The ntpd input packet routine uses a special list of entries, one for each distinct client address found. Each entry includes an IP address, input counter and interval since the last packet arrival. The entries are ordered by interval from the smallest to the largest. As each packet arrives, the IP source address is compared to the IP address in each entry in turn. If a match is found the entry is removed and inserted first on the list. If the IP source address does not match any entry, a new entry is created and inserted first, possibly discarding the last entry on the list if it is full. Observers will note this is the same algorithm used for page replacement in virtual memory systems.

In the virtual memory algorithm the entry of interest is the last, whereas here the entry of interest is the first. The input counter is decreased by the interval since it was last referenced, but not below zero. If the value of the counter plus the headway is greater than the input ceiling set by the average option, the packet is discarded. Otherwise, the counter is increased by the headway and the packet is processed. The result is, if the client maintains a maximum average headway not less than the input ceiling and transmits no more than eight packets in a burst, the input counter will not exceed the ceiling.

Guard Time

A review of past client abuse incidence shows the most frequent scenario is a broken client that attempts to send a number of packets at rates of one per second or more. On one occasion due to a defective client design, over 750,000 clients fell into this mode. There have been occasions where this abuse has persisted for days at a time. These scenarios are the most damaging, as they can threaten not only the victim server but the network infrastructure as well.

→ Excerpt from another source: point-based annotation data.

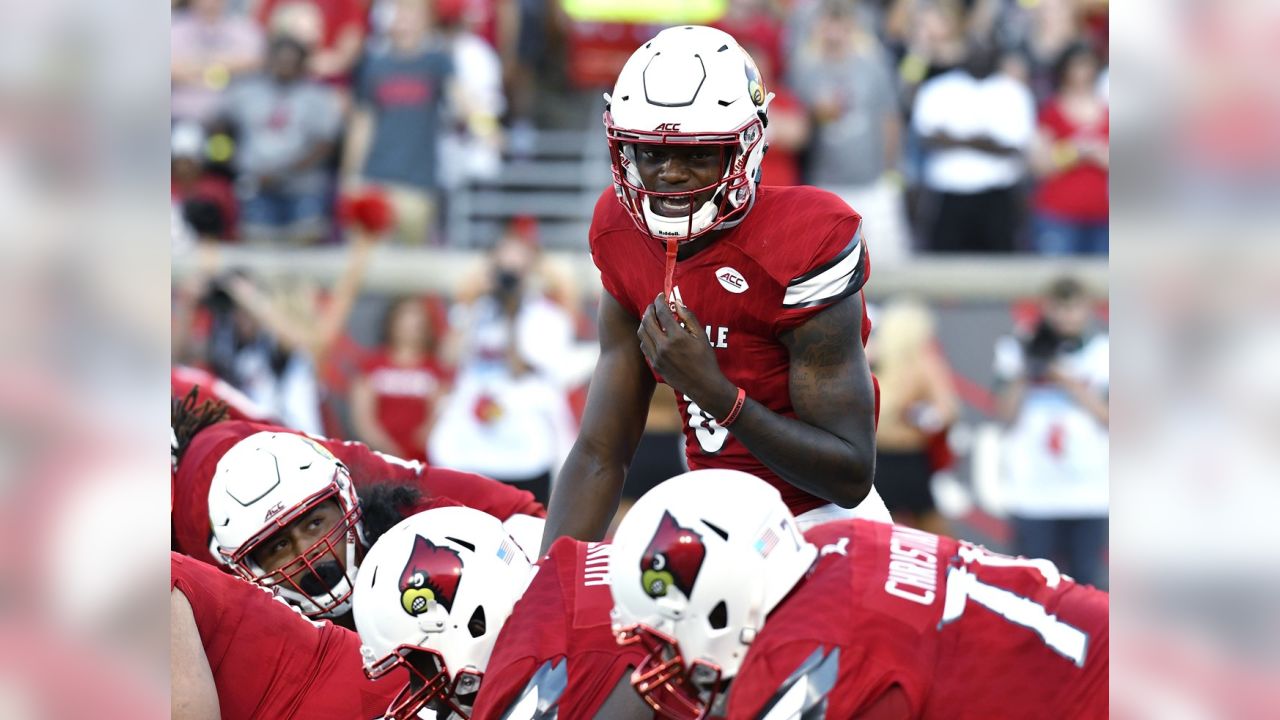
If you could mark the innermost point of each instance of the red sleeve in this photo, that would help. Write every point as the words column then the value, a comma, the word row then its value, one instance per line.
column 270, row 661
column 497, row 499
column 837, row 268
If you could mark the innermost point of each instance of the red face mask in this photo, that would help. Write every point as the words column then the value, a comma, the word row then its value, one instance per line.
column 663, row 680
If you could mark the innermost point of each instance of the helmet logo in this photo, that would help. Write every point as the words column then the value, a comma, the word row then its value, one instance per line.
column 673, row 557
column 432, row 573
column 754, row 83
column 275, row 510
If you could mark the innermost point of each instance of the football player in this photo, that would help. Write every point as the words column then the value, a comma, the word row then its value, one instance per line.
column 557, row 656
column 444, row 595
column 750, row 619
column 202, row 436
column 236, row 651
column 286, row 514
column 769, row 373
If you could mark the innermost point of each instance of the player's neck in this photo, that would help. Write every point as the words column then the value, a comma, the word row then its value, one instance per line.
column 695, row 246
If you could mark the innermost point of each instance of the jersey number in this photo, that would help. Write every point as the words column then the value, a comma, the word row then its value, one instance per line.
column 1068, row 641
column 711, row 436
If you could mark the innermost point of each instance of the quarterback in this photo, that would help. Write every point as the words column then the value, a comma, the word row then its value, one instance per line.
column 745, row 300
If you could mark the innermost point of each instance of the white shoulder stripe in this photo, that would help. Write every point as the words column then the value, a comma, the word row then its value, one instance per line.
column 828, row 282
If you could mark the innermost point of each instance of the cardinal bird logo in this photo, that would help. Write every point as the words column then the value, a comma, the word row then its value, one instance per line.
column 754, row 82
column 432, row 573
column 673, row 557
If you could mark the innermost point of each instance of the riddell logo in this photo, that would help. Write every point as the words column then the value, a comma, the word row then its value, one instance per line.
column 731, row 279
column 275, row 510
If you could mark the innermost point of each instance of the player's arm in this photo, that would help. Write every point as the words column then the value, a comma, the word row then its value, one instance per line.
column 589, row 486
column 828, row 449
column 195, row 696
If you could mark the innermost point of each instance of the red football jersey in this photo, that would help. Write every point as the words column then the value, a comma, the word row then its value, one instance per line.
column 272, row 662
column 196, row 474
column 796, row 253
column 183, row 379
column 954, row 630
column 557, row 648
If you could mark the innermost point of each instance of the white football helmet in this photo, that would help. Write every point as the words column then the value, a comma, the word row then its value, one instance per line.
column 698, row 564
column 432, row 596
column 261, row 486
column 689, row 85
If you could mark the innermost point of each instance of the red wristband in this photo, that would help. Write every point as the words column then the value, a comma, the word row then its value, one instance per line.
column 737, row 408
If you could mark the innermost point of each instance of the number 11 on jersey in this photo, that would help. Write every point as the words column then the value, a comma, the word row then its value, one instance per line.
column 963, row 586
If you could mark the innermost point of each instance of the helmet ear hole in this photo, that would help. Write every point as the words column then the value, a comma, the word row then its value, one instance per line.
column 718, row 619
column 476, row 624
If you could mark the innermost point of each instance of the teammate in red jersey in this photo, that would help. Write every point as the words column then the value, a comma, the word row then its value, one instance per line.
column 284, row 514
column 769, row 374
column 556, row 656
column 432, row 597
column 240, row 652
column 853, row 619
column 202, row 436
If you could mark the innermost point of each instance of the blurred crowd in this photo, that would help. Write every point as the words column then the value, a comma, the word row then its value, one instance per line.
column 952, row 126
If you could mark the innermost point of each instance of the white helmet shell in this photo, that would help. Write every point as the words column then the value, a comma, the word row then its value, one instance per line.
column 444, row 582
column 703, row 557
column 690, row 85
column 264, row 483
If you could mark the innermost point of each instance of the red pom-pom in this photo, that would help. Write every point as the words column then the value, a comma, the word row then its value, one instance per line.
column 369, row 209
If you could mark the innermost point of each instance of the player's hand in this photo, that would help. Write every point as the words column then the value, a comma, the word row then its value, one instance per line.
column 677, row 349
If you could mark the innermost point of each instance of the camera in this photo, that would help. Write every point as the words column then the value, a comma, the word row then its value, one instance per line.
column 1043, row 347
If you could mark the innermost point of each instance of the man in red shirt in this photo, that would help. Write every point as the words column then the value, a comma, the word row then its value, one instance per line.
column 240, row 652
column 202, row 436
column 557, row 650
column 854, row 619
column 768, row 373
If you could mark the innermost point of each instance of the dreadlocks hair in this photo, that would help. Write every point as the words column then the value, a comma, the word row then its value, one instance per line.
column 383, row 506
column 186, row 418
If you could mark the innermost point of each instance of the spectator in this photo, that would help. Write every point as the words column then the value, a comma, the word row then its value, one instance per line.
column 205, row 200
column 918, row 404
column 927, row 39
column 472, row 145
column 1043, row 32
column 288, row 126
column 842, row 74
column 1052, row 396
column 393, row 399
column 394, row 132
column 977, row 124
column 508, row 417
column 209, row 49
column 1072, row 158
column 268, row 340
column 332, row 30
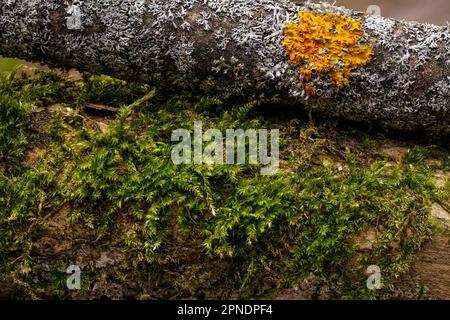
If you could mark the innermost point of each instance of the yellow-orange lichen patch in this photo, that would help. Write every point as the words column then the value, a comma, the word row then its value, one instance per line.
column 326, row 44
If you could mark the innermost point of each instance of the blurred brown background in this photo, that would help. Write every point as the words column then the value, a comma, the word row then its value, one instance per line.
column 432, row 11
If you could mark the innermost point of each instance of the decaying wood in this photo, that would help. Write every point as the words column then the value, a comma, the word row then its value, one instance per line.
column 234, row 47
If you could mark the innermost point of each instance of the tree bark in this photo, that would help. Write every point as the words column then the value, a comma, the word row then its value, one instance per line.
column 235, row 47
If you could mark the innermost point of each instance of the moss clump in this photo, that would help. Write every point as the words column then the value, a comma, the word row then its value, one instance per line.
column 111, row 183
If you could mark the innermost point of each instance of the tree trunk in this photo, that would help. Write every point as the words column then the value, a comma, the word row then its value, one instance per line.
column 235, row 47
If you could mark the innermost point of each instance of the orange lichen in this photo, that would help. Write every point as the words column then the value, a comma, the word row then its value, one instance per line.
column 326, row 44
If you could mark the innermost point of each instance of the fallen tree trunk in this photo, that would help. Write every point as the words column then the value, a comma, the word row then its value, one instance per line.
column 236, row 47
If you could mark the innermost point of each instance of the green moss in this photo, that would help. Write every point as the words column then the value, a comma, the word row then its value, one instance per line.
column 298, row 223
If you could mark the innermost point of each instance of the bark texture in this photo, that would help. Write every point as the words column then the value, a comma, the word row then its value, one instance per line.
column 235, row 47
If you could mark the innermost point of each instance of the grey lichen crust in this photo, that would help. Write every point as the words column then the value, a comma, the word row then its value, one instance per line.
column 234, row 47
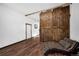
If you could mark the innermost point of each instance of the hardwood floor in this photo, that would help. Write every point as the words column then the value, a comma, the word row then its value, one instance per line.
column 29, row 47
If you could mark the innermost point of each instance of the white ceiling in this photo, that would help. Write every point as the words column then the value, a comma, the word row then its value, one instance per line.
column 27, row 8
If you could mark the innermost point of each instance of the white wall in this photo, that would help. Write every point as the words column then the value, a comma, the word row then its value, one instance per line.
column 12, row 26
column 74, row 22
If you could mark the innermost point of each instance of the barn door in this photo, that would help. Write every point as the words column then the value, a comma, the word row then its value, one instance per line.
column 54, row 25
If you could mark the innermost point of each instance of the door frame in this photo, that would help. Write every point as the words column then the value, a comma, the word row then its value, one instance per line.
column 26, row 30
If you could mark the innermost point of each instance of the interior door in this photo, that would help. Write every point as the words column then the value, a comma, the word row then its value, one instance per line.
column 28, row 31
column 55, row 24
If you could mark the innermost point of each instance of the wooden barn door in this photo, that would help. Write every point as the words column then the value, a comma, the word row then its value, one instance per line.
column 54, row 25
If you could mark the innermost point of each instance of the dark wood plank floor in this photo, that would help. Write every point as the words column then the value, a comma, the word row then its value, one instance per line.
column 28, row 47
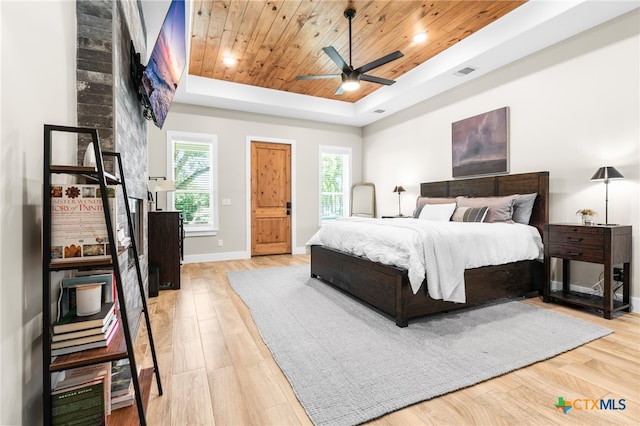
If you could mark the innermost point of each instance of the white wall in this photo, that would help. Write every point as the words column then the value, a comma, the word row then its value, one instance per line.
column 37, row 84
column 232, row 129
column 573, row 108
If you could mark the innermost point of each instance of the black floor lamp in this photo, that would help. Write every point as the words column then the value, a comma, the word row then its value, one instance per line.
column 606, row 173
column 399, row 189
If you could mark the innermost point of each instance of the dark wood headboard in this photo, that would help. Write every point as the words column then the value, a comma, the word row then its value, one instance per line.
column 522, row 183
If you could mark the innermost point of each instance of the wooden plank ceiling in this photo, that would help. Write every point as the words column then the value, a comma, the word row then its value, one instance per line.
column 276, row 40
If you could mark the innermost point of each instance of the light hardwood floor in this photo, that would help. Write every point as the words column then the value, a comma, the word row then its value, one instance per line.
column 216, row 370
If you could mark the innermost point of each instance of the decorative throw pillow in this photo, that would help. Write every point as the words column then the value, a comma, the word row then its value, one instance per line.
column 470, row 214
column 440, row 212
column 523, row 207
column 500, row 208
column 422, row 201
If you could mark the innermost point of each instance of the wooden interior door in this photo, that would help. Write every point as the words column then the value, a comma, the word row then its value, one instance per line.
column 270, row 198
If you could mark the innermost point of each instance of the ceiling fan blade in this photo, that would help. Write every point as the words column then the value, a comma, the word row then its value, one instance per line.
column 374, row 79
column 335, row 57
column 379, row 62
column 316, row 77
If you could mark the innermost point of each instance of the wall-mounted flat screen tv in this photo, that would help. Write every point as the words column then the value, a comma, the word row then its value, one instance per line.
column 166, row 64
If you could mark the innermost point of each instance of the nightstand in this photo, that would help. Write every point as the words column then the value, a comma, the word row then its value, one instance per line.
column 608, row 245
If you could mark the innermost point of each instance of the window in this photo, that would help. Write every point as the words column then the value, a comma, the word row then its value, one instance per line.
column 192, row 162
column 335, row 182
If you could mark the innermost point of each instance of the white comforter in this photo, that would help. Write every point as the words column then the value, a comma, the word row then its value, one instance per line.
column 439, row 251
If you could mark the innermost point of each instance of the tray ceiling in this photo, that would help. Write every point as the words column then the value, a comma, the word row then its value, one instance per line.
column 273, row 41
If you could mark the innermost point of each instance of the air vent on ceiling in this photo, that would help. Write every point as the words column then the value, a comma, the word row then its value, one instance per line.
column 465, row 71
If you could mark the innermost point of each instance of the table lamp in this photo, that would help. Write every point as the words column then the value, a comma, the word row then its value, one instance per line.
column 605, row 173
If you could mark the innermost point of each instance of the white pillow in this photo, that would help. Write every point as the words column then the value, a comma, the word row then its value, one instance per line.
column 441, row 212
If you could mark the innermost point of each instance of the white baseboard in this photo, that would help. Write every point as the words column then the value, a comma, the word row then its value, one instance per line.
column 216, row 257
column 557, row 285
column 231, row 255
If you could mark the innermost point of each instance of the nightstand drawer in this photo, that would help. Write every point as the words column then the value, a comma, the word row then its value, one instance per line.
column 584, row 253
column 574, row 236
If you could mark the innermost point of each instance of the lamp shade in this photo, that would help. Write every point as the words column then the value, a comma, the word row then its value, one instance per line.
column 165, row 186
column 607, row 172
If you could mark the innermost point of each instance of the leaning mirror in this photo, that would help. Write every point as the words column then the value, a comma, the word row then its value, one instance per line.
column 363, row 200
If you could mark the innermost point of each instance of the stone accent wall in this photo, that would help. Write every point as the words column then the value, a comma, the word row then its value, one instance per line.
column 107, row 100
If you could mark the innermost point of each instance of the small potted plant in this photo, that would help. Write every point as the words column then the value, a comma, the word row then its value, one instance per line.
column 587, row 216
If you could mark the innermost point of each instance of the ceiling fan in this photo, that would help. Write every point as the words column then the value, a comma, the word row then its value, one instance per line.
column 351, row 77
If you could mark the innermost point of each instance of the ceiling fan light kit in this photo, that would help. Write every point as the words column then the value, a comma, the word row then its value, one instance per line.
column 350, row 83
column 351, row 77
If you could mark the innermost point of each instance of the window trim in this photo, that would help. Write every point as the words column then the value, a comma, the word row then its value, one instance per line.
column 334, row 149
column 211, row 139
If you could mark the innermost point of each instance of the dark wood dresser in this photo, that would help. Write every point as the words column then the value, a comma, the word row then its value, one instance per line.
column 166, row 249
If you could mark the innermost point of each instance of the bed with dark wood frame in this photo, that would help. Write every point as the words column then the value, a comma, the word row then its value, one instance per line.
column 387, row 287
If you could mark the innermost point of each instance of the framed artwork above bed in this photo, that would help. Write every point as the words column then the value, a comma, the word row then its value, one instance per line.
column 480, row 144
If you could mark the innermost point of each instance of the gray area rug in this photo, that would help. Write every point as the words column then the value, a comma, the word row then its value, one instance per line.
column 349, row 364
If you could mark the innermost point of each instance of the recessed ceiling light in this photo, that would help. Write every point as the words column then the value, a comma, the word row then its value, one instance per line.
column 465, row 71
column 420, row 37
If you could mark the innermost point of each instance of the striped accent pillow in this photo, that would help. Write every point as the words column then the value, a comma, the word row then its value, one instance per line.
column 470, row 214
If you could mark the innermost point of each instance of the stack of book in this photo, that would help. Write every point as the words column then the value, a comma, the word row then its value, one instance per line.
column 82, row 395
column 122, row 393
column 74, row 333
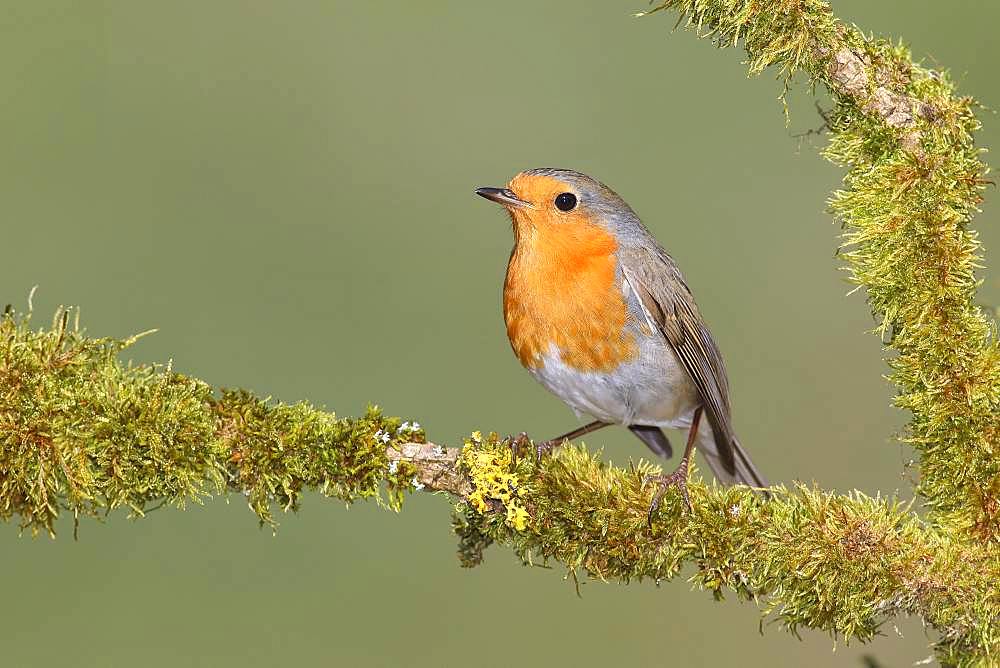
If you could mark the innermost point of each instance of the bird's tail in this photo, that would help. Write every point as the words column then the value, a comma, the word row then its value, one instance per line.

In the ntpd design the minimum headway between the last packet received and the current packet is called the guard time. If the headway is less than the guard time, the packet is discarded. The guard time defaults to 2 s, but this can be changed using the minimum option of the discard ommand.

The Kiss-of-Death Packet

Ordinarily, packets denied service are simply dropped with no further action except incrementing statistics counters. Sometimes a more proactive response is needed to cause the client to slow down. A special packet format has been created for this purpose called the kiss-o'-death (KoD) packet. KoD packets have leap indicator 3, stratum 0 and the reference identifier set to a four-byte ASCII code. At present, only one code RATE is sent by the server if the limited and kod flags are set in the restrict command and the rate limit is exceeded.

A client receiving a KoD packet is expected to slow down; however, no explicit mechanism is specified in the protocol to do this. In the current reference implementation, the server sets the packet poll to the greater of (a) minimum average headway and (b) client packet poll. The client sets the peer poll field to the maximum of (a) minimum average headway and (b) server packet poll. For KoD packets (only), the minimum peer poll is clamped not less than the peer poll and the headway temporarily increased.

At present there is only one KoD packet with code RATE. In order to make sure the client notices the KoD, the receive and transmit timestamps are set to the transmit timestamp of the client packet and all other fields left as in the client packet. Thus, even if the client ignores the KoD, it cannot do any useful time computations. KoDs themselves are rate limited in the same way as arriving packets in order to deflect a flood attack.